Deductive theorem says that P, Q |- S, if and only if P |- (Q->S). I found that the deductive theorem is inference rules for introducing and elimination implication -> in the succedent (the part on the right of |-).

Are there inference rules for introducing and elimination implication -> in the antecedent (the part on the left of |-)?

• If ... |- ..., where ... on the left hand side doesn't include implication, then ..., (Q->S) |- ....
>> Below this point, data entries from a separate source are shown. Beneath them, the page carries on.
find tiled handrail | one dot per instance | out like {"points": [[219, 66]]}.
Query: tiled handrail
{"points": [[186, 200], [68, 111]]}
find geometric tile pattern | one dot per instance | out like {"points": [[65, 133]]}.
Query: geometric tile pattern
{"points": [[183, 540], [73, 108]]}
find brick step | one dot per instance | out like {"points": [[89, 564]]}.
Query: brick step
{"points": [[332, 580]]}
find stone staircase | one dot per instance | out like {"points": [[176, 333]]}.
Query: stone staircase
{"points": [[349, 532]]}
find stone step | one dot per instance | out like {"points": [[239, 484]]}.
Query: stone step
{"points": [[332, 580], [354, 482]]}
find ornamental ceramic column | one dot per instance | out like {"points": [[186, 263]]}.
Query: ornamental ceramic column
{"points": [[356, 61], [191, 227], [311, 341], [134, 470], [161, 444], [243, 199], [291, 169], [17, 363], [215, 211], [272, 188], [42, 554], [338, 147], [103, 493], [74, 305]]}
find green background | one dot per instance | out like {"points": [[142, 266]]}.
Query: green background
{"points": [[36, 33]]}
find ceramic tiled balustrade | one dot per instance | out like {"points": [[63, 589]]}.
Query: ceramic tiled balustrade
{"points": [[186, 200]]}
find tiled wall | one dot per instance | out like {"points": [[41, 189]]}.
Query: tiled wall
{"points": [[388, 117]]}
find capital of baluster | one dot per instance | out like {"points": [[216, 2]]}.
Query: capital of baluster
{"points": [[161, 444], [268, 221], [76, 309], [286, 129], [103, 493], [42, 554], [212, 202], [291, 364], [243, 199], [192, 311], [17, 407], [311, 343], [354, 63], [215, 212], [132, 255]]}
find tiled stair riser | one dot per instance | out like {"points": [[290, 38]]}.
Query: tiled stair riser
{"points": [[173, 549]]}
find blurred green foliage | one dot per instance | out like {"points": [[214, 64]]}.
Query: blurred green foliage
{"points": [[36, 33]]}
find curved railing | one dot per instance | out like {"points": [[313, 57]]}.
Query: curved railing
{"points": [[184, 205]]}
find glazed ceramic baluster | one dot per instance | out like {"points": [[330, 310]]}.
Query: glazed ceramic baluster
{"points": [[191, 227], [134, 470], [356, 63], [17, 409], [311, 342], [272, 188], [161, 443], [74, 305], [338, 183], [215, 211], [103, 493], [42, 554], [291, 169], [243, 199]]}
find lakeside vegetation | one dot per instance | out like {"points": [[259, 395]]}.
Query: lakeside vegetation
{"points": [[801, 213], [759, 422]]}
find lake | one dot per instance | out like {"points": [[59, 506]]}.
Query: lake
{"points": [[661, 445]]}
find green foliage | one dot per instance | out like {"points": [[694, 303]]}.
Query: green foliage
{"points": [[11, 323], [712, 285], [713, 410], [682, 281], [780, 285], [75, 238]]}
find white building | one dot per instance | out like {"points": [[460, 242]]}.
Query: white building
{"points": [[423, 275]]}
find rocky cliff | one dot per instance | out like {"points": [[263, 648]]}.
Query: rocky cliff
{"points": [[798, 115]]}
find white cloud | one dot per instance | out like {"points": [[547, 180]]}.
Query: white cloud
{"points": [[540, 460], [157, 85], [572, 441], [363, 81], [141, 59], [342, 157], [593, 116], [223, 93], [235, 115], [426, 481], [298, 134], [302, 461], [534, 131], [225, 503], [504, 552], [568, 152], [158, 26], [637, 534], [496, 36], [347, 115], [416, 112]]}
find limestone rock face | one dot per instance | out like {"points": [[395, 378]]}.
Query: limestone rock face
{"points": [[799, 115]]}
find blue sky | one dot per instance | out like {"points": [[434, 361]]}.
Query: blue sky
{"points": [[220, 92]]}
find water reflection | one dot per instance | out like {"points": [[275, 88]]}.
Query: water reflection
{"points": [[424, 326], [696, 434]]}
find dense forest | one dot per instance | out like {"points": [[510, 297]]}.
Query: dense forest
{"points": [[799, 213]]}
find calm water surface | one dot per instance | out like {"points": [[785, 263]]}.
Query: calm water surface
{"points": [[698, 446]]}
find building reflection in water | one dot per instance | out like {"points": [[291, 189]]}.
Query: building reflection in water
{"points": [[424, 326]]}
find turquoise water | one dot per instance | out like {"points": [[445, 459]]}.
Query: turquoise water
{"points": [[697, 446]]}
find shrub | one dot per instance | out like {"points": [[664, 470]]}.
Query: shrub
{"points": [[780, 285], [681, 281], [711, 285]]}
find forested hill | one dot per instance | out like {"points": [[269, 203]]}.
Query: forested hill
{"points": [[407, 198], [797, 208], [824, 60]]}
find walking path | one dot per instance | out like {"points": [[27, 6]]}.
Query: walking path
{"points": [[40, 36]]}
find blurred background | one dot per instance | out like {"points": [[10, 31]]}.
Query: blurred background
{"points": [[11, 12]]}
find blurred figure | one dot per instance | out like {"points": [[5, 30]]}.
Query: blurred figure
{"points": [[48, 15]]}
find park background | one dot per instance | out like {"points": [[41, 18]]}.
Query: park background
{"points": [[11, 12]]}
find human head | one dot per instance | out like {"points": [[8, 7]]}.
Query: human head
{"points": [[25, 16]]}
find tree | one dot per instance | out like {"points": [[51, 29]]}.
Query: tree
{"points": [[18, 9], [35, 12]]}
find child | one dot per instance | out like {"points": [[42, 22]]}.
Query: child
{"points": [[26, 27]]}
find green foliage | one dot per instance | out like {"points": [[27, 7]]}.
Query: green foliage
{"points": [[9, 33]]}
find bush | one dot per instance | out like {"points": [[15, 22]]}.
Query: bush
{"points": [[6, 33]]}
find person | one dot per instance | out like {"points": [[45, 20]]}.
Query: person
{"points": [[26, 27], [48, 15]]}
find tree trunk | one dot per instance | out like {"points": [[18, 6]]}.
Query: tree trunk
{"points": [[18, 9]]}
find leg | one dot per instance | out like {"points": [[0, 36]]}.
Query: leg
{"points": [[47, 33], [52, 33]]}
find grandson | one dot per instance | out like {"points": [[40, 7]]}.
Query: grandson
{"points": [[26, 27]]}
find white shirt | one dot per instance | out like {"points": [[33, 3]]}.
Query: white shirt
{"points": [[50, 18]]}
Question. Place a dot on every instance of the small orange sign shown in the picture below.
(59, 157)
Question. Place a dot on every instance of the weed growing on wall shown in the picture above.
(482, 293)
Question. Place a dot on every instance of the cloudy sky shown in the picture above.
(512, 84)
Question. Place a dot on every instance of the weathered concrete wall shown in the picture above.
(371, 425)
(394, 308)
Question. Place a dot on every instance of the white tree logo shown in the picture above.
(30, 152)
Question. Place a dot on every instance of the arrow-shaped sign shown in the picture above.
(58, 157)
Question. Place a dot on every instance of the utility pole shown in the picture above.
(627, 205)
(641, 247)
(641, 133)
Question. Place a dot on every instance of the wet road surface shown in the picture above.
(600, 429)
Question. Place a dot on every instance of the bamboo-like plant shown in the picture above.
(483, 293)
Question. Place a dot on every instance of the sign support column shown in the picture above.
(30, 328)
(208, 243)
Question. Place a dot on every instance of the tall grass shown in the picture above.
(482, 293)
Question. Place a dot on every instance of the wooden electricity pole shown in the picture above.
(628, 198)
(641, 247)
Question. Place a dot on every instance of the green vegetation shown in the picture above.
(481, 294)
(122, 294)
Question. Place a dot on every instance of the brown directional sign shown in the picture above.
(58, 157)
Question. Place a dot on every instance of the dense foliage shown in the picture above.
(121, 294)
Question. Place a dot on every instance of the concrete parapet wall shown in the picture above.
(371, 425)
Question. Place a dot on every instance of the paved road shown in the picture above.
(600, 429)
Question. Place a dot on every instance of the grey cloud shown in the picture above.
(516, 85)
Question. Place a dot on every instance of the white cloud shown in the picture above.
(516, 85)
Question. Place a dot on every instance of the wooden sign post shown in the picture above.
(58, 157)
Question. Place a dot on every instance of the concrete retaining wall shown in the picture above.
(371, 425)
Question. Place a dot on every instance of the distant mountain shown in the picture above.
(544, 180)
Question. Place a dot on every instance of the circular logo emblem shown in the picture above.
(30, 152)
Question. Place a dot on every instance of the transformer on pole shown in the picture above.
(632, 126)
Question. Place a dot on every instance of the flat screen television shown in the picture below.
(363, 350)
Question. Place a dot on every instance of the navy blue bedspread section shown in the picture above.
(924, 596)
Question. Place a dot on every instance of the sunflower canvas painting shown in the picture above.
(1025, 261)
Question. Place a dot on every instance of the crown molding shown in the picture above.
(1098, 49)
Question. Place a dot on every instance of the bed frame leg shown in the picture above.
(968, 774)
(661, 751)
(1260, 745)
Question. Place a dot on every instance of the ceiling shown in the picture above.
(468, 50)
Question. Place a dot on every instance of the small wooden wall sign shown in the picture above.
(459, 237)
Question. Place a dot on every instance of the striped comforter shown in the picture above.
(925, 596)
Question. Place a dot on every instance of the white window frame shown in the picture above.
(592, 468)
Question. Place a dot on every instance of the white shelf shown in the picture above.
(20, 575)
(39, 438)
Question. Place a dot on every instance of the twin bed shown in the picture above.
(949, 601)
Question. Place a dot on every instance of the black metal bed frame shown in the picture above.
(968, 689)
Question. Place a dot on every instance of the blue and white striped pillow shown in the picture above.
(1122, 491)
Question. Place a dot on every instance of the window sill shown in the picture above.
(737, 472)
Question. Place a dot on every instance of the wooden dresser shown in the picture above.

• If ..., (Q->S) |- ..., then ... |- ..., where ... on the left hand side doesn't include implication.

Thanks.

Answer 1

There is a very natural way of doing so assuming the classical sequent calculus. We have (L ->):

Given

Γ⊢Δ,A

and

B,Γ⊢Δ

deduce

A→B,Γ⊢Δ

The classical sequent Gamma|- Delta can be interpreted as "All of Gamma make at least one of Delta true". Under this interpretation we have the following justification of this rule: Given all of Gamma, we have at least one of Delta or A is true. if one of Delta, we are done. If A, use A-> B to conclude that B is true, and use the second assumption to conclude that one of Delta is true. There is however no "elimination" rule for the left hand side since we do not eliminate connectives in the sequent calclus (by design).

How does this look when we go back to a hilbert style calculi? Since |- typically is used as shorthand in the metalanguage to say there exists a proof, trivially we can derive rules with say, weakening or MP. But we would not call them intro or elimination rules.